登記簿によると1903年(明治36年)5月13日登記「北亜米利加合衆国ジョ-ジア
  州ホワイツビル村 当時下毛郡中津町2229番地ダブリュ-・ゼ・キャラハン右所
   有権ヲ登記ス」とある。1903年以前の建物である。

  キャラハン邸は、日曜学校や英語教室、料理教室、洋裁教室などに用いられ、
 多くの市民に親しまれた。
  クリスチャンの宇野さんという人が、キャラハン師の良き助け手となり、日曜
 学校などを手伝う。彼は中津裁判所の若い判事です。後に裁判所を辞め、1903年
 には関西学院に入学。聖書の屋台を引いて路傍伝道をしたとも言われている。
  1901年の幼児洗礼者の親であるならば、宇野真一という名である。


1899年
 キャラハン師は中津尋常中学校5年級英語委託教師として聘雇される。国民派機
関中津新報が、「たとい学校内部にて宗教談話をなさずとするも知らず知らずの間
 に感化を及ぼすなり」「交通の便を得る生徒が、英語研究その他にてキャラハン氏
 に出入りすれば、宣教を以て生命とする宣教師がこれを利用しないわけはない」
「第二国民たる生徒をキリスト教化せられなば一大事。国民教育の目的を失するも
 のなり」などと途方もなき論議を加えた。
 福岡県下築上郡 大分県下下毛 宇佐二郡の佛徒各宗協同会というグル-ブが出
来その委員を中学校長 下毛郡長 大分県知事に派しキャラハン師に解雇を切迫す
る。        (以上 護教1899年3月11日発行「教報」参照)


1901年
初めての受洗者が出る
 中津リポ-ト10月10日の報告書に日曜学校の様子が伝えられている。

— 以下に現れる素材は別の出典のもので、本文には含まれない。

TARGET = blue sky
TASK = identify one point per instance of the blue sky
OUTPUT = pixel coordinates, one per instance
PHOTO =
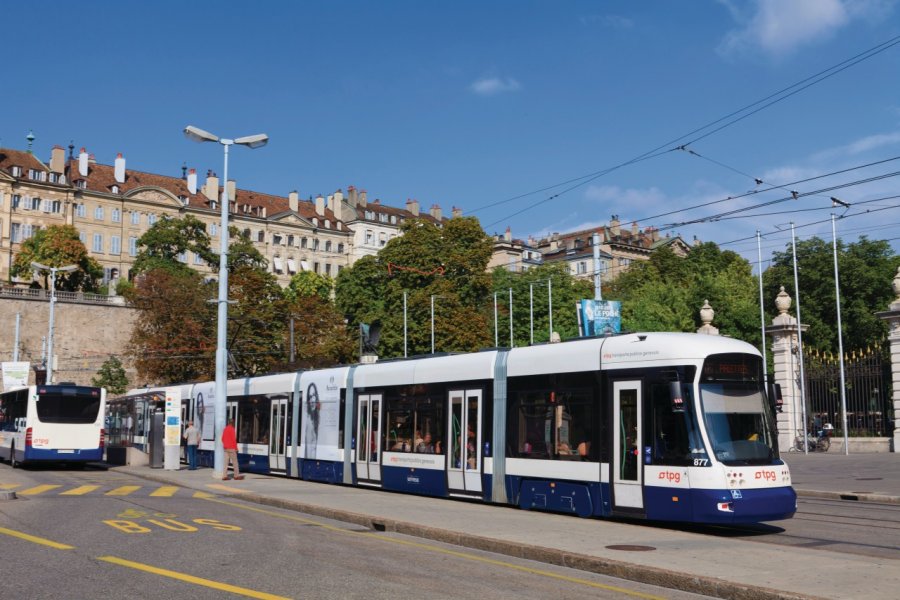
(479, 104)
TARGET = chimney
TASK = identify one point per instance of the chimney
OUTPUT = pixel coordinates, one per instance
(82, 163)
(192, 181)
(119, 168)
(58, 159)
(211, 189)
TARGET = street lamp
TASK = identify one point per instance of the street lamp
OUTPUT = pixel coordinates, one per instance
(251, 141)
(67, 269)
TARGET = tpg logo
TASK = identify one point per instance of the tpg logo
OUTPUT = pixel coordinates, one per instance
(767, 475)
(670, 476)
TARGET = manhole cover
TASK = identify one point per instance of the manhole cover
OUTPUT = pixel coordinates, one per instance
(631, 548)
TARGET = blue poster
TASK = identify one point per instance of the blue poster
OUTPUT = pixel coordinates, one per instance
(600, 317)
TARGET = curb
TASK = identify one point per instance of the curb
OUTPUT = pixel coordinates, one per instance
(685, 582)
(852, 496)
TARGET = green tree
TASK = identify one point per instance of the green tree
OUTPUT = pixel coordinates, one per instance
(111, 376)
(447, 262)
(866, 268)
(308, 283)
(168, 240)
(174, 335)
(59, 246)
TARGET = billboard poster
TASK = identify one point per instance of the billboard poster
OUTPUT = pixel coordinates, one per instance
(321, 412)
(15, 375)
(599, 317)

「最初の日
 曜日に20人の子供たちがやってきて我々は喜ばしく思った。その次の日曜日に
 40人。又その次の日曜日には百人の子供たちがやってきた。彼らは家から庭にま
で溢れた」。

 その他の活動
 (サンシャイン・ソサエティ-)14~16才の少女を対象「親切であれ」をモット
  -に、貧しい人や病人に奉仕する活動。


受洗者名


 5月   林 竹代 青木胤彦 青木愛子 林しゅん子





「最初に林しゅん子姉の一人娘林竹代姉が救われました。全く奇跡的でありま

 す。その目は見えず、物もすらすら言えないその娘が非常に良い信仰を持っ

  た。そのために生嶋医師が感化され、一家を挙げての伝道精神に燃えた。そ

  の入院患者糸井一家が入会している。中津教会は発展していくのである。

  宇野氏は益々盛んに伝道された。そのため一時夫人は離婚して生家に帰っ

 たのであります。ただし、御主人の熱心な伝道に悔い改め、自らも婦人伝道

 師となり、娘も伝道師に嫁し、母堂も洗礼を受けて、私が竹田で伝道してい

 る時は会計幹事となり、自宅を教会として百才近い天寿を全うされた」。



              福地幾一牧師の証言


                    1944年


 生嶋医師-眼科の先生 生嶋吉之助という名である。